Pink fan orchid

Scientific classification
- Kingdom: Plantae
- Clade: Tracheophytes
- Clade: Angiosperms
- Clade: Monocots
- Order: Asparagales
- Family: Orchidaceae
- Subfamily: Orchidoideae
- Tribe: Diurideae
- Genus: Caladenia
- Species: C. nana
- Subspecies: C. n. subsp. unita
- Trinomial name: Caladenia nana subsp. unita (Fitzg.) Hopper & A.P.Br.
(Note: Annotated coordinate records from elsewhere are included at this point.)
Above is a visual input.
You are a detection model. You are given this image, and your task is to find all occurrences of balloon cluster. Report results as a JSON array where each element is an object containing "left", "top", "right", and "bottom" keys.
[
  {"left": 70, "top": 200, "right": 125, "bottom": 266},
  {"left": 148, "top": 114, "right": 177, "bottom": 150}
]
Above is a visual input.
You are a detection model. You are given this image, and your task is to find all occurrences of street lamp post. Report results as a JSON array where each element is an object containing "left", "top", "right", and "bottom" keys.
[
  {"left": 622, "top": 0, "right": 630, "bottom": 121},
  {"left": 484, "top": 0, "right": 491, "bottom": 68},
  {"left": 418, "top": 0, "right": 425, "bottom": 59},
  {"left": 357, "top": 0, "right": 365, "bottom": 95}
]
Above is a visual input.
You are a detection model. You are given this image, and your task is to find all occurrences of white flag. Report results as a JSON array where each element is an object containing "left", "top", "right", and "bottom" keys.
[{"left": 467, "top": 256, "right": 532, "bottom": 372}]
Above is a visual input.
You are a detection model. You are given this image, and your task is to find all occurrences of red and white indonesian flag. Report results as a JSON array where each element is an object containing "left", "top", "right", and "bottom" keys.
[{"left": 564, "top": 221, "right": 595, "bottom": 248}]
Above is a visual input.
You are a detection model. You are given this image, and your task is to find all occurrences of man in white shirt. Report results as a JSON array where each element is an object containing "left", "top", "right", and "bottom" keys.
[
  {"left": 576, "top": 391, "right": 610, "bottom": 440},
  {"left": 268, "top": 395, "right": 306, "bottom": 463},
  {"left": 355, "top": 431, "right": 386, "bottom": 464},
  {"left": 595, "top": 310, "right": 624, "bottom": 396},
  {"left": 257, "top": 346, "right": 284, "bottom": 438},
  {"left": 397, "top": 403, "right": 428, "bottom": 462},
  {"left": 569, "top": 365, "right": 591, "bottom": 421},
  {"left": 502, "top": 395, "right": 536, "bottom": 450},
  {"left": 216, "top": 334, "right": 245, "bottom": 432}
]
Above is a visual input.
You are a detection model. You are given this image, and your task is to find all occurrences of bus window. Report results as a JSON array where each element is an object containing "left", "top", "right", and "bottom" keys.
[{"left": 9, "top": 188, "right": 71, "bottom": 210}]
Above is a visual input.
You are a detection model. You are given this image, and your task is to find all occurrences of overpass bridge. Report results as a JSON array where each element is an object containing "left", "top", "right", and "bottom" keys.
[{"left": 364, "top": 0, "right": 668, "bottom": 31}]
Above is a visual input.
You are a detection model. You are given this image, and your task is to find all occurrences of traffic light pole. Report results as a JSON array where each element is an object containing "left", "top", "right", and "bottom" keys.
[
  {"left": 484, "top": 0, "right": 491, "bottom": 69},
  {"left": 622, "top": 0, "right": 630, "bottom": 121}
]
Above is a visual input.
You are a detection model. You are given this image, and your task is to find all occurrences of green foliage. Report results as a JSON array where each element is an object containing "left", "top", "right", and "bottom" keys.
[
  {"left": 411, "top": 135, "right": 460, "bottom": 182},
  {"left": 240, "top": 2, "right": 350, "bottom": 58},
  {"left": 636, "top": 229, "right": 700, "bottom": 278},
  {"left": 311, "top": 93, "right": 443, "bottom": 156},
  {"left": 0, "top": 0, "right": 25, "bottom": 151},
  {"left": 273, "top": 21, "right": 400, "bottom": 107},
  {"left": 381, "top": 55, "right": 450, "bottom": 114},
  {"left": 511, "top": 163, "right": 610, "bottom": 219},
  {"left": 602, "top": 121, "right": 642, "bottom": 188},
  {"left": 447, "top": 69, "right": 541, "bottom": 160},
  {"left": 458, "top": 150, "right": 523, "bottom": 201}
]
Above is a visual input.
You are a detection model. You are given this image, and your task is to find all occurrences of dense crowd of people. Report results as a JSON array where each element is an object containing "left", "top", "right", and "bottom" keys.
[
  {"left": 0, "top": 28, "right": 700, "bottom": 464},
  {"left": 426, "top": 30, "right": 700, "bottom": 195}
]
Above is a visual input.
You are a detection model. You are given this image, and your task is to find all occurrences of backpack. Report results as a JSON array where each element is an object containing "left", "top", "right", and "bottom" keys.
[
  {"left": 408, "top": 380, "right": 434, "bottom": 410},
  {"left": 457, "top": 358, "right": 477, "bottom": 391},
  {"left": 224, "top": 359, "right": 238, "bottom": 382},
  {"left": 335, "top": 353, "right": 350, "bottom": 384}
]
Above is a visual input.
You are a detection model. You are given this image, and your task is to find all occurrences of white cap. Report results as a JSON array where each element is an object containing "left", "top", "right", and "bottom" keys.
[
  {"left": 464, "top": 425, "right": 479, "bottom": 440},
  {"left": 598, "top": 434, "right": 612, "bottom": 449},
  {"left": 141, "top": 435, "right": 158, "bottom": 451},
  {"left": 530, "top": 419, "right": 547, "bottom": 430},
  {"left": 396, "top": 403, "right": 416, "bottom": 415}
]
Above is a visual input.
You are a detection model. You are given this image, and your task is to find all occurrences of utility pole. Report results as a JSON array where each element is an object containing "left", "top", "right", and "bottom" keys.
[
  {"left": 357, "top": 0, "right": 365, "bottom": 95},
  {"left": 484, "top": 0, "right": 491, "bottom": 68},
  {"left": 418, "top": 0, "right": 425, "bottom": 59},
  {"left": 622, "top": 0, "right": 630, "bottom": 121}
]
= Caladenia nana subsp. unita =

Subspecies of orchid

Caladenia nana subsp. unita, commonly known as the pink fan orchid, is a plant in the orchid family Orchidaceae and is endemic to the south-west of Western Australia. It has a single hairy leaf and up to three pink flowers with short, spreading, fan-like sepals and petals. It usually grows in areas that are swampy in winter and flowers in large number after summer bushfires.

==Description==
Caladenia nana subsp. unita is a terrestrial, perennial, deciduous, herb with an underground tuber and a single erect, hairy leaf, 80-180 mm long and 3-10 mm wide. Up to three (rarely up to five) pale to deep pink, rarely white, flowers 20-30 mm long and 29-40 mm wide are borne on a spike 150-400 mm tall. The dorsal sepal is curved forward over the column and the lateral sepals and petals are short, spreading and fan-like, with the lateral sepals joined at their bases. The labellum is narrow with short, blunt teeth on its sides and two rows of calli along its centre. Flowering occurs from October to November and is more prolific following summer bushfires. It differs from subspecies nana in the size of it leaf and flowers and earlier flowering period.

==Taxonomy and naming==
This orchid was first formally described in 1882 by Robert D. FitzGerald and given the name Caladenia unita. The description was published in The Gardeners Chronicle. In 2001, Stephen Hopper and Andrew Brown reduced it to a subspecies of Caladenia nana and published the change in Nuytsia. The subspecies epithet (unita) is a Latin word meaning "united" referring to the sepals' connection at their bases.

==Distribution and habitat==
The pink fan orchid is found between Perth and Bremer Bay in the Jarrah Forest, Swan Coastal Plain and Warren biogeographic regions growing in places that are swampy in winter, where it rarely flowers unless subject to bushfire in the previous summer.

==Conservation==
Caladenia nana subsp. unita is classified as "not threatened" by the Western Australian Government Department of Parks and Wildlife.